Valentina Cortese teneva particolarmente a quel dipinto: alcune fotografie storiche lo ritraggono nel salotto di una delle dimore della diva milanese scomparsa il 10 luglio 2019. Un dipinto commissionato negli anni Cinquanta alla pittrice italo-argentina Leonor Fini, dal dipinto evocativo: “L’Amitié”, l’amicizia in francese. Nel marzo 2022, l’opera datata 1958 fu inserita dalla casa d’aste Il Ponte tra i 301 lotti messi all’incanto in una serata benefica: gli oggetti della collezione dell’attrice furono venduti per 1,3 milioni di euro, devoluti all’Istituto di ricerche farmacologiche Mario Negri e al Piccolo Teatro. Quella sera, fu proprio l’olio su tela in cornice di legno intagliato a conquistara la palma dell’aggiudicazione più alta: fu acquistato dalla Weinstein Gallery di San Francisco per 250mila euro, partendo da una stima di 6-7mila euro.
Ora si scopre che il passaggio di proprietà è rimasto sub judice per un anno e mezzo; e che solo ieri il Tar ha "liberato" il dipinto, al netto di eventuali ricorsi in Consiglio di Stato. Sì, perché, come si legge nella sentenza che ha dato ragione ai titolari della galleria d’arte californiana, il 28 febbraio 2022, due giorni prima dell’asta, la Sovrintendenza Archeologia, belle arti e paesaggio della Città metropolitana di Milano ha notificato a "Il Ponte" un documento che li informava dell’avvio del procedimento per la dichiarazione d’interesse storico e storico-relazionale dell’opera. Un procedimento che si è concluso il 4 agosto 2022 con il decreto del Ministero dei Beni culturali che ha sancito l’importanza del capolavoro di Fini per il patrimonio artistico italiano e negato l’autorizzazione al trasferimento all’estero.

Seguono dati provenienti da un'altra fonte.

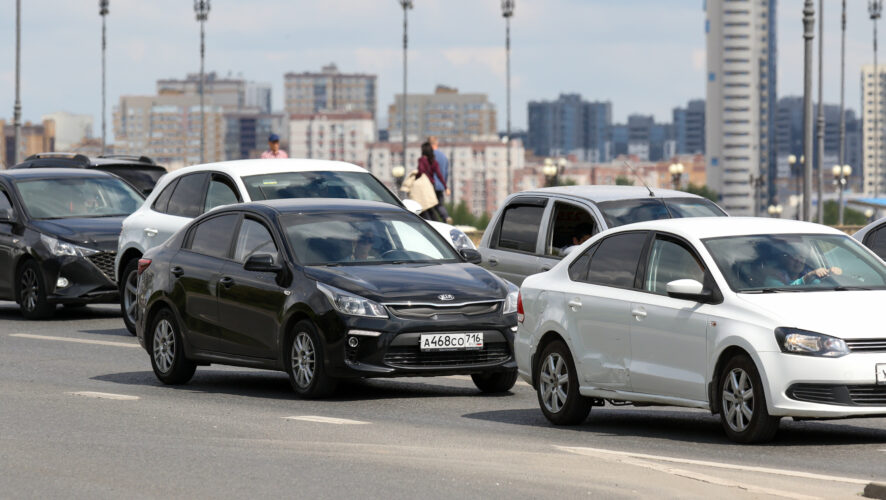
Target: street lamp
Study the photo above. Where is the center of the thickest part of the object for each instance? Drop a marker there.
(841, 177)
(103, 11)
(201, 8)
(676, 170)
(507, 11)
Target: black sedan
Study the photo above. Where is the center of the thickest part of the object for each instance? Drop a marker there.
(58, 236)
(323, 289)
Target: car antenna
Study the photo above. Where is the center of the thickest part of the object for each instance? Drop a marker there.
(628, 164)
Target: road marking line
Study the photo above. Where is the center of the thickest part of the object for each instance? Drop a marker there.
(326, 420)
(716, 465)
(105, 395)
(68, 339)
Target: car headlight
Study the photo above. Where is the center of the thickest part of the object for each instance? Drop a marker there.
(61, 248)
(460, 239)
(795, 341)
(348, 303)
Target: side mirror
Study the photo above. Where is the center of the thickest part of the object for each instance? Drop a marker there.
(688, 290)
(471, 255)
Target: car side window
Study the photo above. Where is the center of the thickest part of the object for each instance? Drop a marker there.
(254, 238)
(520, 226)
(219, 193)
(670, 261)
(213, 236)
(187, 199)
(615, 261)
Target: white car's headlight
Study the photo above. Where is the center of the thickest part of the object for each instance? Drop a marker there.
(354, 305)
(795, 341)
(61, 248)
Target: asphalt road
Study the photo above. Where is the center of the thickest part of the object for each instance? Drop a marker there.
(82, 416)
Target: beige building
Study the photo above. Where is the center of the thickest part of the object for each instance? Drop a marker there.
(166, 127)
(329, 90)
(451, 116)
(340, 136)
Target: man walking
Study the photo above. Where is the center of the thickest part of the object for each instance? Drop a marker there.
(443, 163)
(274, 151)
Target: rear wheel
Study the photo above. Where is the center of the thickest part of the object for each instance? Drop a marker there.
(557, 387)
(128, 288)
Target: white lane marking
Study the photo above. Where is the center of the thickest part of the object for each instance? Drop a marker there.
(69, 339)
(716, 465)
(105, 395)
(325, 420)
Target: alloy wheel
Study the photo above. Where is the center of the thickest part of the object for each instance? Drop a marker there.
(164, 345)
(303, 359)
(554, 382)
(738, 400)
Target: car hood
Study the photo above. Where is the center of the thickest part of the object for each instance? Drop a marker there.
(100, 233)
(414, 282)
(848, 315)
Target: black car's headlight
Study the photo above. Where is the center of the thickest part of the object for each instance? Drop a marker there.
(795, 341)
(348, 303)
(60, 248)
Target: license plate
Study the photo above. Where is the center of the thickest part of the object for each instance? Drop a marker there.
(451, 341)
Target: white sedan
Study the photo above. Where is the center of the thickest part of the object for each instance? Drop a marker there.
(754, 319)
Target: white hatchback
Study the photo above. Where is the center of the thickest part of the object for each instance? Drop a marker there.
(754, 319)
(184, 194)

Nella relazione sul dipinto, i tecnici hanno evidenziato "l’altissima qualità esecutiva dell’opera, la vastissima bibliografia che la riguarda, la sua importanza all’interno della produzione dell’artista, il suo valore di testimonianza del rapporto amicale tra l’artista e l’attrice milanese, l’appartenenza alla collezione personale di un’autentica e originale protagonista della cultura teatrale e cinematografica italiana e internazionale del Novecento, nonché la rarità di dipinti degli anni Cinquanta della pittrice annoverati in collezioni pubbliche italiane". Una linea contestata dalla Weinstein Gallery con un ricorso al Tar che alla fine ha avuto successo. Secondo i legali della società americana, né il decreto né la relazione avrebbero dimostrato in che modo quell’opera rappresenti o aiuti a ricostruire "il rapporto d’amicizia tra Fini e Cortese né soprattutto sul perché “L’Amitié” ne sia il riflesso ovvero abbia valore “testimoniale”".

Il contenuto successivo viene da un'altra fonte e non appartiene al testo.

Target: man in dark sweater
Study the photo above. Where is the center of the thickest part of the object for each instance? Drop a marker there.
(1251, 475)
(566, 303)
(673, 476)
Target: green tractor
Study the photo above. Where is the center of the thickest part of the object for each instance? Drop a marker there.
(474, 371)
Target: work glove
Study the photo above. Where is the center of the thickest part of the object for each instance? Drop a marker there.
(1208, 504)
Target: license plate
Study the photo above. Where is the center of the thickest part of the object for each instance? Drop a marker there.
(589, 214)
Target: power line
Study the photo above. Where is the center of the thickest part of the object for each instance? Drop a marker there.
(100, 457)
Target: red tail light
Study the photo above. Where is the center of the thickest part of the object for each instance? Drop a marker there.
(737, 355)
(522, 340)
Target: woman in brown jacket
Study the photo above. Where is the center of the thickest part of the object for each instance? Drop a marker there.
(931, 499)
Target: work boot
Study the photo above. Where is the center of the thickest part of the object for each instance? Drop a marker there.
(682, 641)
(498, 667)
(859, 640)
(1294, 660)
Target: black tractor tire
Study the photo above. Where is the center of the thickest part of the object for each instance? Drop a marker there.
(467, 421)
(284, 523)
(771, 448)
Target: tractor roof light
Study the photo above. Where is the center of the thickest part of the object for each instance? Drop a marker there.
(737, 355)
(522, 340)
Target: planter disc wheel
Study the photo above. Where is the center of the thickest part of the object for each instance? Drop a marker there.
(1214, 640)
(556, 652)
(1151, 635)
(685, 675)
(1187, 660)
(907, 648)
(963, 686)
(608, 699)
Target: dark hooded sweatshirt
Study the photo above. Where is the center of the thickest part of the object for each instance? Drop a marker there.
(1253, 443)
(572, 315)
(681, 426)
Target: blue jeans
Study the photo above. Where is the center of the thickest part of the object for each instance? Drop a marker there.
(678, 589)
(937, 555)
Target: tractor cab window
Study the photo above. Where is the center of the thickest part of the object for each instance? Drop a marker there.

E ancora: "Il fatto che sul finire degli anni Cinquanta Cortese avesse commissionato alla Fini un doppio ritratto nulla dice di specifico sul presunto rapporto di amicizia che l’opera vincolata dovrebbe dimostrare, posto che la circostanza è compatibile con l’attività di collezionista della committente". Del resto, hanno aggiunto, "a ragionare diversamente si finirebbe per ritenere d’interesse culturale qualsiasi bene artistico posseduto da una persona nota o insigne, accontentandosi peraltro di una motivazione non adeguata". Conclusione: "Evidenziare il pregio artistico, la rarità e la qualità esecutiva dell’opera all’interno di un provvedimento di vincolo relazionale senza effettivamente dimostrare il rapporto interpersonale tra le grandi artiste, né la rappresentatività del dipinto in ordine a tale legame rende evidente che l’amministrazione ( il Ministero, ndr ) abbia reso una motivazione fuori segno, volta a vincolare ciò che altrimenti non avrebbe potuto". Tradotto: “L’Amitié” può volare oltre Atlantico.